6 Challenges due to scale, speed and connectedness of algorithmic systems

Public actors have been procuring private software and technology for decades. What is different and so concerning with AI systems and big data infrastructures? Over the last couple of decades, the technologies to collect, store, process and connect data improved exponentially. Such change in hardware and software made it easier, faster, and cheaper to build and use these systems. These improvements made it easier for both public and private actors to acquire and use data at unprecedented scale. When AI systems process data and provide algorithmic outcomes, these decisions are made on a scale which cannot be matched by humans. At one hand, this means more public service requests can be handled, at scale and speed which was not previously possible. On the other hand, it also means if an AI system is biased, providing harmful outcomes or being intentionally used for discriminatory purposes, the results will impact a larger portion of the society. When an application or a request is received, a human public employee reviews the case and decides one by one, whereas an AI system can review the data points from thousands of cases and apply the rules encoded in the system to thousands of applications in a matter of seconds and minutes. Therefore, if there is a value misalignment in the code, or if the case is nuanced and requires contextual information, the speed and scale of harm will also be a lot greater than that of a human review. For example, Michigan’s MiDAS system (Michigan Integrated Data Automated System) was introduced in 2013 to detect fraudulent applications for unemployment benefits, and thus reduce state’s benefits spending. The system built by private vendors upon request resulted in wrongfully accusing more than 40,000 individuals of unemployment fraud. Not only public was not informed about how the system worked, but state provided minimal resources to answer questions about false accusations. Thousands saw lost their houses, filed for bankruptcy, or had their credit scores ruined. Across US, litigation further shows how little is known about these algorithmic systems and how the algorithmic outcomes can be arbitrary (Barry v Lyon 2016; Cahoo v SAS Analytics 2019; Arkansas DHHS v Ledgerwood 2016; K.W. v. Armstrong 2015; Matter of Lederman v King 2016; Loomis v. Wisconsin 2017). The Michigan auditor general investigation later found 93 percent were falsely accused of fraud.
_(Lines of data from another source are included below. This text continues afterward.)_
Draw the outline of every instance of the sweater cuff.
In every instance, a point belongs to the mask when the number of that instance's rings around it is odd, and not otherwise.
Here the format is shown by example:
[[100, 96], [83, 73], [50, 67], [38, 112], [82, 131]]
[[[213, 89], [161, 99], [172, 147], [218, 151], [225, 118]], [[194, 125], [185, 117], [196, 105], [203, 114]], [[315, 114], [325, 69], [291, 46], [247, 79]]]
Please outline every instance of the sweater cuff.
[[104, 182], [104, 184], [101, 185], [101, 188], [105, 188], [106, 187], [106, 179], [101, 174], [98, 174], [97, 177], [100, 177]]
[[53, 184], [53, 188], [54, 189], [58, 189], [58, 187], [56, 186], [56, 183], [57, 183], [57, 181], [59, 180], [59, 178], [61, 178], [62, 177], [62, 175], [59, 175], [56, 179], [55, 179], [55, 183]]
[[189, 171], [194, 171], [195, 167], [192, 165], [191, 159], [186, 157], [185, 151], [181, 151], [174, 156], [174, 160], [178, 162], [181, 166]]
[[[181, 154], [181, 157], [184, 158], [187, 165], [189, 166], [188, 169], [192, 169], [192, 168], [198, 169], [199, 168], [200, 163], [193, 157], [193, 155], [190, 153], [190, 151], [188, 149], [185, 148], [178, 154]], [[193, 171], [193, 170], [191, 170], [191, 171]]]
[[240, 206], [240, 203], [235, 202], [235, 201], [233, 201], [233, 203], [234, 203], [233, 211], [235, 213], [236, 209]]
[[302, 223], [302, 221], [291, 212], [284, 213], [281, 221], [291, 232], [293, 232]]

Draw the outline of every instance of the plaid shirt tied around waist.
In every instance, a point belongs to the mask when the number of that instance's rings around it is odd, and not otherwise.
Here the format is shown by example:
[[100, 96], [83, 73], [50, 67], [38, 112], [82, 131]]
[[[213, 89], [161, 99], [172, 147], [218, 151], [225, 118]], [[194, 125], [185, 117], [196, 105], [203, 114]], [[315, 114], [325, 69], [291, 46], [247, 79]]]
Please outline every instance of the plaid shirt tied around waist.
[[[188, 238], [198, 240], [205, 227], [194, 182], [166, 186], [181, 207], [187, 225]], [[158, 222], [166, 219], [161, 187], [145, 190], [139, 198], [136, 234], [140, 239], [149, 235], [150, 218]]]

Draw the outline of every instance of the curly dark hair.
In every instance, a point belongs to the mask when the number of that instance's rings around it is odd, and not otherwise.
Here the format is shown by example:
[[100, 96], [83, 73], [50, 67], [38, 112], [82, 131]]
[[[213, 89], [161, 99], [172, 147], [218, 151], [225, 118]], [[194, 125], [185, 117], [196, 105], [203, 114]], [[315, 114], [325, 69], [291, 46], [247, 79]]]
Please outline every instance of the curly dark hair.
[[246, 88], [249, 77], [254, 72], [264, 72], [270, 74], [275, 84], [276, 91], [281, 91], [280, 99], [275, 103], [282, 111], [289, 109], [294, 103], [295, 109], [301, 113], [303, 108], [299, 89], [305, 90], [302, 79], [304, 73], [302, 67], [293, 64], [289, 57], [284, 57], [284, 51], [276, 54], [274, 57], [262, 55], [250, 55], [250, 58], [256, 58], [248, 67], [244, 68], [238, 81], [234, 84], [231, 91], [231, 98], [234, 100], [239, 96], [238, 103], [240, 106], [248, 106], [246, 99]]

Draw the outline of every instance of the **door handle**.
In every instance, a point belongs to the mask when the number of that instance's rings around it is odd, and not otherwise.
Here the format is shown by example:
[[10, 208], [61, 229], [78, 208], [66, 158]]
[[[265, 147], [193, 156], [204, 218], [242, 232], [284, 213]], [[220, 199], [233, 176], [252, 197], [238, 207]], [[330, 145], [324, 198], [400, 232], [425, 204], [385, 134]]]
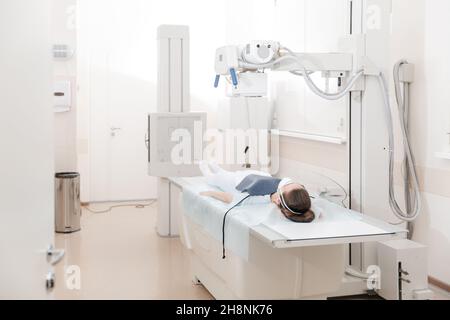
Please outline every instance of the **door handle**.
[[148, 132], [145, 134], [145, 147], [147, 150], [150, 149], [150, 137], [148, 136]]
[[146, 134], [145, 134], [145, 146], [147, 147], [147, 157], [148, 157], [148, 163], [151, 163], [152, 162], [152, 155], [151, 155], [151, 153], [152, 153], [152, 151], [151, 151], [151, 146], [150, 146], [150, 134], [151, 134], [151, 116], [149, 115], [148, 116], [148, 119], [147, 119], [147, 121], [148, 121], [148, 127], [147, 127], [147, 132], [146, 132]]
[[55, 249], [53, 245], [50, 245], [47, 249], [47, 261], [52, 266], [56, 266], [60, 263], [65, 255], [66, 251], [62, 249]]

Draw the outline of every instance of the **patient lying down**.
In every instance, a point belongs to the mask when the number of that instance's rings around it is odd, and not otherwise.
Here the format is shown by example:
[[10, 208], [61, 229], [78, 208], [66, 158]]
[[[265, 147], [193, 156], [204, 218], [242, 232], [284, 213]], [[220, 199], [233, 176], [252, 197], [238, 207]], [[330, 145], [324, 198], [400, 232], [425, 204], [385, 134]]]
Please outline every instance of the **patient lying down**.
[[200, 169], [208, 184], [221, 190], [202, 192], [202, 196], [231, 204], [244, 194], [250, 197], [246, 204], [273, 203], [291, 221], [309, 223], [315, 219], [308, 191], [290, 179], [276, 179], [251, 170], [230, 172], [207, 162], [202, 162]]

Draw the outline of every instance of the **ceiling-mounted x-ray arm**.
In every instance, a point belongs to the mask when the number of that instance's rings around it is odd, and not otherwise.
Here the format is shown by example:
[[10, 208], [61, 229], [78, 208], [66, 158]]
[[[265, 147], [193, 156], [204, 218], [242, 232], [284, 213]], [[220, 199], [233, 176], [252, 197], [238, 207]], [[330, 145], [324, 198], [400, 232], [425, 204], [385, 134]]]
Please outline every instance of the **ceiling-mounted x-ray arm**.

As these systems are deployed by one public actor after another, eventually they will be connected too. The outputs of one algorithmic system will become inputs to another. Records across health, education, labor, credit, justice systems for example will all act as a giant public database. One wrong case decision, or wrong information in an AI system will cause a domino effect of harms on those impacted by these decisions.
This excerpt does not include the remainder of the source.